I am currently working with a data recovery company in hopes that they can recover a working version of the database. I will update this thread, our home page, and Twitter account as I hear from them, which unfortunately could be as late as next week.
get satisfaction thread: http://getsatisfaction.com/magnolia/topics/bookmark_recovery_tips
recovery tips for ma.gnola: http://recovery.ma.gnolia.com/
This was a comment I read on the satisfaction thread which is hard, but is correct:
As for criticisms of how this is personal, no, it isn’t. I have no idea who Larry is and I had no idea that Magnolia was/is a one man band. That he may "feel bad" isn’t my concern right now. I’d rather that he wasn’t going through this but he is. I didn’t bring it upon him. He did.

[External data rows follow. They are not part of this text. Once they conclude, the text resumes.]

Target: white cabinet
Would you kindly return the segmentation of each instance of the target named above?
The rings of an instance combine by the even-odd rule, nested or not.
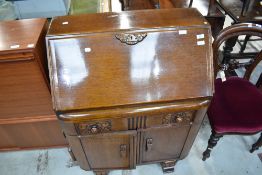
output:
[[[25,18],[51,18],[67,15],[70,0],[24,0],[14,1],[17,16]]]

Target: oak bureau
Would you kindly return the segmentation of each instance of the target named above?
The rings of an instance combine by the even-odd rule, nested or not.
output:
[[[66,146],[52,109],[46,19],[0,22],[0,151]]]
[[[106,174],[189,152],[213,94],[211,31],[196,9],[54,18],[53,107],[84,170]]]

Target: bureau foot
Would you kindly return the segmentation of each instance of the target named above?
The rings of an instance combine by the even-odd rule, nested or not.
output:
[[[175,170],[177,160],[161,162],[163,173],[172,173]]]
[[[94,171],[95,175],[108,175],[109,171]]]
[[[68,153],[70,154],[72,161],[76,161],[76,157],[70,147],[68,148]]]

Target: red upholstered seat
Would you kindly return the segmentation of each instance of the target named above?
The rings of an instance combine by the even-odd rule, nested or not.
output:
[[[215,94],[208,109],[216,133],[254,133],[262,130],[262,93],[239,77],[215,81]]]
[[[262,28],[255,24],[235,24],[223,29],[213,42],[214,77],[219,70],[231,72],[233,69],[245,67],[244,78],[228,77],[226,81],[216,79],[215,94],[212,98],[207,115],[212,128],[202,160],[210,157],[211,150],[225,134],[256,134],[262,131],[262,92],[250,83],[252,72],[262,61],[262,50],[248,64],[231,64],[221,62],[219,48],[226,41],[240,35],[252,35],[262,38]],[[225,56],[225,54],[223,55]],[[246,58],[250,58],[247,56]],[[259,139],[252,145],[250,152],[262,146],[262,132]]]

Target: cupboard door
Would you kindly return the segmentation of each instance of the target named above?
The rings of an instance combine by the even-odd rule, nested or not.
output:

Larry should be encouraged all right. He should be encouraged to leave system administration to professionals in the future! It would have cost under $400/month to have a proper backup in place, and that’s with having a full daily, weekly, monthly backup of the 500GB database. Larry could have paid for three generations of backups for four years for less than what this episode is going to cost him, assuming this isn’t going to cost him "the business", such as it was. It could have been done even cheaper than that if he had seeded the original backup using "sneakernet", stored the backups on a computer at home, and just transferred the deltas from the original on a daily, weekly, monthly basis. This disaster wasn’t caused by Larry being unlucky. It was caused due to his neglect, lack of clue in disaster recovery procedures, and hubris.
Also read wired: http://blog.wired.com/business/2009/01/magnolia-suffer.html
One thing to keep in the back in our minds:
"Cloud computing becomes fog when it goes down," says Todd Spragins in a Twitter post.
So… don’t assume anything with free online services:
Since there was no claim made (at least not that I noticed) that my data would be kept safe and sound, I don’t feel like we have much of a right to complain. I was nonetheless pretty shocked to learn that there was no backup made that could still be accessed. I just sort of assumed that a project of this nature would be using offsite backups of some variety, which I’m gathering was not the case.